“Is this guilt that I’m feeling?”
I did not have to battle a blaze with my own two hands. I didn’t lose a home. I didn’t have to escape with my kids and the clothes on my back.
I feel guilty because I have compassion fatigue. We want to support those communities who are right now experiencing very real hardship. These recent bushfires have been some of the worst natural disasters in our country’s history.
We’re overcome with emotion as images of ferocious flames engulfing towns fill our Facebook feed. We see photos of homes completely flattened by the heat and the force of the fire. TV shows replay footage of distressed koalas, seriously burnt and crying for water.
We cry. We point the finger. We question how we’ll move forward. And for many across Geelong, the healing process begins by contributing to the rebuilding of the towns affected by the ongoing New Year’s fires.
For weeks I’ve witnessed compassion, love and willingness beyond your means to help someone you have never met. Businesses making direct donations. Small businesses using their platform to host an event or hold a fundraiser. Geelong locals donating proceeds and selling products to raise vital funds. Musicians are putting on benefit gigs while celebrities are making sizable donations.
I applaud your heart and your spirit. It’s kind. It’s generous.
It can also be overwhelming and suffocating. Let me explain.
The problem can seem so big. It can feel consuming, to the point of feeling powerless. You don’t want to sit back. I don’t want to stand back. However, it seems that with every idea, comes with the expectation that people will join the campaign. Followers will join the cause. People will pledge. People will purchase.
How far can our generosity stretch? Will I let someone down?
I hope no one is using this devastation to leverage their own profile or grow their business. I believe (and sincerely hope) people are putting the needs of others before their own ego.
So, to you reading this, feeling the same way I am. It’s ok to donate within your means. Whatever you donate, it is enough. No one is expecting you to sell your home. No one is asking you to go without dinner.
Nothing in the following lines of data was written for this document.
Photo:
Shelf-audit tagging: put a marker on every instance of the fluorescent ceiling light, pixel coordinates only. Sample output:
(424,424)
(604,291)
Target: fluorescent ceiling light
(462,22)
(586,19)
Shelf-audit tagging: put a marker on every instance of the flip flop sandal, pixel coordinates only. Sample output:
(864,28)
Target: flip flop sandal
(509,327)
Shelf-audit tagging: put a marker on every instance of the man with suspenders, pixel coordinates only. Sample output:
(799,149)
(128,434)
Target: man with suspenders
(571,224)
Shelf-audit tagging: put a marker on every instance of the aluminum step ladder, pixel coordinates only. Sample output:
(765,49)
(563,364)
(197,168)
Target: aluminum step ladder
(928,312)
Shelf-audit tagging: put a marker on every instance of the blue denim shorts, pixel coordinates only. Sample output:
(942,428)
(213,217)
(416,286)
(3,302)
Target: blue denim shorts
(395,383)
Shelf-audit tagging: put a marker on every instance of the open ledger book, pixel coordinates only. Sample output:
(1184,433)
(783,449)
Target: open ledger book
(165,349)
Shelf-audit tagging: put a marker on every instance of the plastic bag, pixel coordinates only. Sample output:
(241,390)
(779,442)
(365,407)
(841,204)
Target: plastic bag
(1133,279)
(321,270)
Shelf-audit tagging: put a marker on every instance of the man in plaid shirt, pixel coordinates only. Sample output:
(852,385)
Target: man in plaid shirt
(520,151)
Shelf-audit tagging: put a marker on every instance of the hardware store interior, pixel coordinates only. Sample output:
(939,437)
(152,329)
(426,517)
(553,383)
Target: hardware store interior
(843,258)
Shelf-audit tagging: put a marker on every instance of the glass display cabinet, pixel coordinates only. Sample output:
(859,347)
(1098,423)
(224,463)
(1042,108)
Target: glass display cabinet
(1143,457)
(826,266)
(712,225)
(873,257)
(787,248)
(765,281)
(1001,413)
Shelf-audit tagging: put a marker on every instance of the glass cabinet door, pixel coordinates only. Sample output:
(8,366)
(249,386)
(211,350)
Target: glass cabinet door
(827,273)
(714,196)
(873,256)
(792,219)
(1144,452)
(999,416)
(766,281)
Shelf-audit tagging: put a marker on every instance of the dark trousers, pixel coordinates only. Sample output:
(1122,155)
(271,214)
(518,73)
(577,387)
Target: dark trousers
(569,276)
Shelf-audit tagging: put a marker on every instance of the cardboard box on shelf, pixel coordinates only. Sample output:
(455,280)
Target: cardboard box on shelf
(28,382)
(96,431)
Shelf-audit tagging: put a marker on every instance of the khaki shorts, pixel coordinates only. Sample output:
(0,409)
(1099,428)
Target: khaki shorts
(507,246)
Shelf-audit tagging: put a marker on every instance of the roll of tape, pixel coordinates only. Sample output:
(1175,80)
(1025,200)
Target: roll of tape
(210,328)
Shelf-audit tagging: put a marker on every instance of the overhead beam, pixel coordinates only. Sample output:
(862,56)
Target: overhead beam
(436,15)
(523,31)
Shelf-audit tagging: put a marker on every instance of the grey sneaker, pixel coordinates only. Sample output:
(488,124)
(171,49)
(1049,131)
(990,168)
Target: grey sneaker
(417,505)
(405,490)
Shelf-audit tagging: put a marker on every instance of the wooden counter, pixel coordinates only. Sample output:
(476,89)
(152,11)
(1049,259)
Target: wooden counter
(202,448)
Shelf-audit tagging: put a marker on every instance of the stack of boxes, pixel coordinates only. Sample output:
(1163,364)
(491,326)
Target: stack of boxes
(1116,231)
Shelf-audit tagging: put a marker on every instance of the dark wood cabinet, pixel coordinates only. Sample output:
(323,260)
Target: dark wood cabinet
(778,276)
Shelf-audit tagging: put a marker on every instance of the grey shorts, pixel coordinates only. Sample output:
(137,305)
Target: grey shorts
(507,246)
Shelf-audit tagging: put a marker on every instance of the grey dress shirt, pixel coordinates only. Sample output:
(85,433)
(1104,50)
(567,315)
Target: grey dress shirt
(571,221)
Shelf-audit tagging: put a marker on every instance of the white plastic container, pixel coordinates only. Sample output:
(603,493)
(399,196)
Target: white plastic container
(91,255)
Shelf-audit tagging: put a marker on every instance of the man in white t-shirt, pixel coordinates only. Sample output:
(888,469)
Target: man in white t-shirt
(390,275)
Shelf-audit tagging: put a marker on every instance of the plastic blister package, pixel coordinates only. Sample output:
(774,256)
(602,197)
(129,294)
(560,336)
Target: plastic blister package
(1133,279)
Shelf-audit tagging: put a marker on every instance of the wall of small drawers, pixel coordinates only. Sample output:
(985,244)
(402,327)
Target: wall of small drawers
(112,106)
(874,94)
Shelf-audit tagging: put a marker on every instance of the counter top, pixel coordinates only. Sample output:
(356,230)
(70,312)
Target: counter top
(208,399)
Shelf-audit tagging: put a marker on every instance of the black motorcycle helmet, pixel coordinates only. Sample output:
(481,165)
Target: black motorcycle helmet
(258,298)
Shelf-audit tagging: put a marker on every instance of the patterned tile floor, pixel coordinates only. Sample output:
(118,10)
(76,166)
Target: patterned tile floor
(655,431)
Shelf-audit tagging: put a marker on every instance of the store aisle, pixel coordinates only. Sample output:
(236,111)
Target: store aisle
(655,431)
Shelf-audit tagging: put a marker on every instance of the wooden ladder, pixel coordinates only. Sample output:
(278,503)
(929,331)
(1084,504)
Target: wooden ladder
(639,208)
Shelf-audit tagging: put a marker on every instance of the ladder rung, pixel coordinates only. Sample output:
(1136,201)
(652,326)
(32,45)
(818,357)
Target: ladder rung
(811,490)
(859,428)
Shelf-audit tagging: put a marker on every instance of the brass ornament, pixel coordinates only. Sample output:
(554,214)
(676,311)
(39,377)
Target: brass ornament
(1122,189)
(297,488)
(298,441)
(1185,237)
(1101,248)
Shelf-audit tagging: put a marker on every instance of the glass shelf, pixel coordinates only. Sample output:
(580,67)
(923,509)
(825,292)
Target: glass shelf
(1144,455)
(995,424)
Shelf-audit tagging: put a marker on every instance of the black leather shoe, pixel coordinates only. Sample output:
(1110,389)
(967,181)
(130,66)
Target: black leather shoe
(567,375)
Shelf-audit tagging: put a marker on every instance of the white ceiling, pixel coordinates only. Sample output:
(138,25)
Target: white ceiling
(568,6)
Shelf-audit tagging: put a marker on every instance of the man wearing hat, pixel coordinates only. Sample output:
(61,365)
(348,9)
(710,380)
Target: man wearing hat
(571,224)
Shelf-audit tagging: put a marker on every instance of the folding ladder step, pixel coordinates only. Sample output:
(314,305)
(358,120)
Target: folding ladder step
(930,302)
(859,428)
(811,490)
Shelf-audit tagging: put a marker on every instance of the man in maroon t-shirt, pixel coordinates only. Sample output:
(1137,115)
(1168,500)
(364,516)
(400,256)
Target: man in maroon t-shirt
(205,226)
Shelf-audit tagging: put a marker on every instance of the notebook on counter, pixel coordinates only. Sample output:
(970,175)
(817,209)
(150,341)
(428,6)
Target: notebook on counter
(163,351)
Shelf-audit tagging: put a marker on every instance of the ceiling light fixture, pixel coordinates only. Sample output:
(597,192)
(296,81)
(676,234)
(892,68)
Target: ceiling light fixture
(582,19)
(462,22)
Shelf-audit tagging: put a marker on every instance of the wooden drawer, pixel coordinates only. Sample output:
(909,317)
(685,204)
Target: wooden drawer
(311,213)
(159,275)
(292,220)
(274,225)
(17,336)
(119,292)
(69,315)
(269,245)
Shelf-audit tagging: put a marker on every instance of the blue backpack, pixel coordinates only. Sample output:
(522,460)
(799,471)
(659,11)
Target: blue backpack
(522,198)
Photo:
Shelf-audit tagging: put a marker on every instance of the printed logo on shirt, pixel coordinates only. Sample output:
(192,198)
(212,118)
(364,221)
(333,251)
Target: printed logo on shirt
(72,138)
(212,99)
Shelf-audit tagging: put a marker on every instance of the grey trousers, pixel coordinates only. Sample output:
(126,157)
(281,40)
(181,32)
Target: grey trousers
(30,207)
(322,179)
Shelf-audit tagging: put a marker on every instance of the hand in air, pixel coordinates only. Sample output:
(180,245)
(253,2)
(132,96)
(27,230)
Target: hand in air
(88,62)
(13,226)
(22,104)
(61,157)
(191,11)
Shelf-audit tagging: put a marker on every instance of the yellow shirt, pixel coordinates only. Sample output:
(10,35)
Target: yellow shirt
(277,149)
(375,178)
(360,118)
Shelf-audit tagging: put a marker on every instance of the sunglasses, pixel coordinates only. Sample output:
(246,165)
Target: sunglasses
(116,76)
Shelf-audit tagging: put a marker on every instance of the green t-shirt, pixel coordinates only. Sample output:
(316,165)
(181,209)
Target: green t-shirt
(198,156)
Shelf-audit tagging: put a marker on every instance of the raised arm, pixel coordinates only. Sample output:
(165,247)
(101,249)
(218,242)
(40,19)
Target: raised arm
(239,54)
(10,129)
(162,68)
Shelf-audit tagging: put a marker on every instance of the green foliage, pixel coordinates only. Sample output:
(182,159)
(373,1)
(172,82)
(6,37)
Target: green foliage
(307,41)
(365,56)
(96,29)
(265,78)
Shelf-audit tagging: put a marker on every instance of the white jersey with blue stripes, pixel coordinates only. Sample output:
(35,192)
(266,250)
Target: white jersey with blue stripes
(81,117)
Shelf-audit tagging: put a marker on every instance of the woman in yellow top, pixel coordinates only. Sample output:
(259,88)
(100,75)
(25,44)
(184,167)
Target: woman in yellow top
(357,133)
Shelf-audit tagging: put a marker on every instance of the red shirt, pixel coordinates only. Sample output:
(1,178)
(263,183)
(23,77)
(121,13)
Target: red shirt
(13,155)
Thoughts and prayers do not restore communities alone. It is positive and proactive action now and long term that will regenerate these towns. And that’s just as simple as giving up a morning coffee #fiverforfiries or something much larger. Plan a trip to the fire-affected communities when it is safe, book accommodation and buy from their shops. Keep their economy going. Think about where your money will help and who it will help. And think about what you are passionate about. Donate your money there.
But once you’ve made your donation, get off social media, close your laptop and go outside. Read a book. Take a walk. Breathe. Because compassion fatigue is real and you need to look after your mental health first. Do not underestimate the mental and emotional toll these fires will have on you. And do not feel guilty!